Many people feel as though they struggle to gain access to sound pensions advice. What are the reasons for this and what can be done to help?
A recent pensions study conducted by YouGov for law firm Burges Salmon revealed that 45% of people find good pension advice hard to access. It also stated that 58% don’t believe their workplace pension is enough to see them through retirement and that 67% don’t understand pension products. Clearly, there is a great deal of disillusionment amongst the public in respect of their pensions; but what exactly can be done to make them feel more at ease? Here we examine improvements that could be made in order to build up client confidence when it comes to pension advice.

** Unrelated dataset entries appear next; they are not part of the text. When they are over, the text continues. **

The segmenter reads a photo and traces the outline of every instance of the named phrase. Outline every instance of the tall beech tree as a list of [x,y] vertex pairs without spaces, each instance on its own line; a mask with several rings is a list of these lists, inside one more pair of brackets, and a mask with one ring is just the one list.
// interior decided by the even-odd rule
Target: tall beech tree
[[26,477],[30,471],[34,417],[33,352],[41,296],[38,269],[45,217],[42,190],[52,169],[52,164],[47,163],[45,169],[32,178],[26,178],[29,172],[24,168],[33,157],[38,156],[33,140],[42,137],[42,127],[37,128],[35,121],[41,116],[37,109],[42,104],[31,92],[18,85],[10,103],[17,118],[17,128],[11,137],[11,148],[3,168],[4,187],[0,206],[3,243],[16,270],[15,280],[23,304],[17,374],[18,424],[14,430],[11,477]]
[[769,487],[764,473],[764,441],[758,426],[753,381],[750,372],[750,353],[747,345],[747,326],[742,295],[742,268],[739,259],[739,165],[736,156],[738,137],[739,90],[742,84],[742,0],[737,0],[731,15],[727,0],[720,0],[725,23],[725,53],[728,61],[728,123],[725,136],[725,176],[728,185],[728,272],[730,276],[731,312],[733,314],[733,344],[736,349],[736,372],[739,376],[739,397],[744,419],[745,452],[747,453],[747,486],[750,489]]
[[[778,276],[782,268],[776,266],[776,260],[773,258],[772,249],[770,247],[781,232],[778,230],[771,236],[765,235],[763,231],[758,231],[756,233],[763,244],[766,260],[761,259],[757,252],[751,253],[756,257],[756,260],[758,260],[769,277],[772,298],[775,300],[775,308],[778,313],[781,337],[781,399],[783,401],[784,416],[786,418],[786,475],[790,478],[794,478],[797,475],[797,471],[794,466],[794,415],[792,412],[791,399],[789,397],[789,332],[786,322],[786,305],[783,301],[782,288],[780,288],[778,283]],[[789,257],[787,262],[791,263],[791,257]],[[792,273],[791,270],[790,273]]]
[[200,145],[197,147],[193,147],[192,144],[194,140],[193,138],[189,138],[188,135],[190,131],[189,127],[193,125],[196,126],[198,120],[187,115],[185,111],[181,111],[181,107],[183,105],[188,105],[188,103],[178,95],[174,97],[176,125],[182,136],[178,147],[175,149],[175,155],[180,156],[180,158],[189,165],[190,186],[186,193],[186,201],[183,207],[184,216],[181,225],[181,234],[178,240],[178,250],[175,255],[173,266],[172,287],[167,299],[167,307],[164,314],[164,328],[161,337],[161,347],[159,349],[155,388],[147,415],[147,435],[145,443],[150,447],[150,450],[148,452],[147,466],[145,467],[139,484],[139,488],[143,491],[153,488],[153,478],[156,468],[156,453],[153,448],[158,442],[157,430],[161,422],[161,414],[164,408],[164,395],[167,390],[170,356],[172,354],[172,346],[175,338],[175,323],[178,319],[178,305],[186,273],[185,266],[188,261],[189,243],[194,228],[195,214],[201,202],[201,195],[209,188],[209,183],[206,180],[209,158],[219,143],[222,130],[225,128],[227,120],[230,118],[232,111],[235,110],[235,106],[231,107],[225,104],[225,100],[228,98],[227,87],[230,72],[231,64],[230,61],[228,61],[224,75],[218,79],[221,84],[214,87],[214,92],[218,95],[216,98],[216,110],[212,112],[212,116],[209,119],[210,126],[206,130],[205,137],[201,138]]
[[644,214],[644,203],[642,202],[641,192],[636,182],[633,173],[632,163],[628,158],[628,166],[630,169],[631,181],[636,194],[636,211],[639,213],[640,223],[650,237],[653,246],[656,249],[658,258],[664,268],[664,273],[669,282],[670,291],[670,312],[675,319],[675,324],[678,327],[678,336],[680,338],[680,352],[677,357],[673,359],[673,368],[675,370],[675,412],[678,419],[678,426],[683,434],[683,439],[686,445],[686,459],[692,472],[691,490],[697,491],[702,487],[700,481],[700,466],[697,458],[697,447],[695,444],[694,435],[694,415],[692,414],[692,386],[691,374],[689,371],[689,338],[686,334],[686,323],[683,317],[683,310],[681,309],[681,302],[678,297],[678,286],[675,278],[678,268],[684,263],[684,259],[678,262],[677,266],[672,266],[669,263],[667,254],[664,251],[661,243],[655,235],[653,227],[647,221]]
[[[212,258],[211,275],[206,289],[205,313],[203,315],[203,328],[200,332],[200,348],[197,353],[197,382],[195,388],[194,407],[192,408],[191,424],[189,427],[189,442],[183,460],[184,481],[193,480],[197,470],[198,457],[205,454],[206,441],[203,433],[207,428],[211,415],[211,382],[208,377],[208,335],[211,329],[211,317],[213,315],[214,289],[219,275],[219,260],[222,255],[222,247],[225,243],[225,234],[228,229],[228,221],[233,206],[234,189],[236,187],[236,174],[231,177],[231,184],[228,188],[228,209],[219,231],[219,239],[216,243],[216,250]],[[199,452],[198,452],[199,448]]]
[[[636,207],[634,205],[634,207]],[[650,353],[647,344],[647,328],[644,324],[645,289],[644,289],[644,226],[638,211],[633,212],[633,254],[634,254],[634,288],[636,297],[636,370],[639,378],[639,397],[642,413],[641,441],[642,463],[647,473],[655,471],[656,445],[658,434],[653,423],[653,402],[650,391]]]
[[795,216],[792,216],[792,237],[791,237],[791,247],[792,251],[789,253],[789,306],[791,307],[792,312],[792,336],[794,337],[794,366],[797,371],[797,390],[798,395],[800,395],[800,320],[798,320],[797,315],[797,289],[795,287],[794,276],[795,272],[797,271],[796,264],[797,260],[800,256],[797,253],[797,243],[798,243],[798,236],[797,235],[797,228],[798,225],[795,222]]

The research conducted during the study found that many consumers don’t actually understand pension products and the options available to them. This indicates that more needs to be done in terms of the public’s level of financial education. The report goes on to suggest that online tools such as pension dashboards could be useful in terms of providing a visual analysis to clients. However, Lawrence Churchill, chairman of the Pension Protection Fund, believes that financial guidance is the key. He states that ‘for guidance to work, we need to simplify the system.’
It seems, therefore, that financial advisers and employers need to be having wider conversations with their clients and employees to ensure that advisers fully understand what they're discussing with clients, and clients understand exactly what they’re signing up for.
Avoiding unregulated firms
The pension experts quoted in the report believe that pension advice from regulated firms is generally quite good. However, bad advice and pension scams often stem from unregulated firms. The question is, why isn’t there more awareness regarding advice from such organisations? The report states that 80% of financial advisers don’t believe that the FCA and The Pensions Regulator is doing enough to raise awareness of the risks involved when seeking advice from unregulated firms. One suggestion is that the government should be creating a number of campaigns highlighting this issue in order that consumers become savvier when it comes to receiving pension advice.
Last year, the Pensions Administration Standards Association (PASA) revealed that over £1 billion has been lost to pension scams - a major issue that needs to be tackled to prevent savers from unnecessarily losing further funds.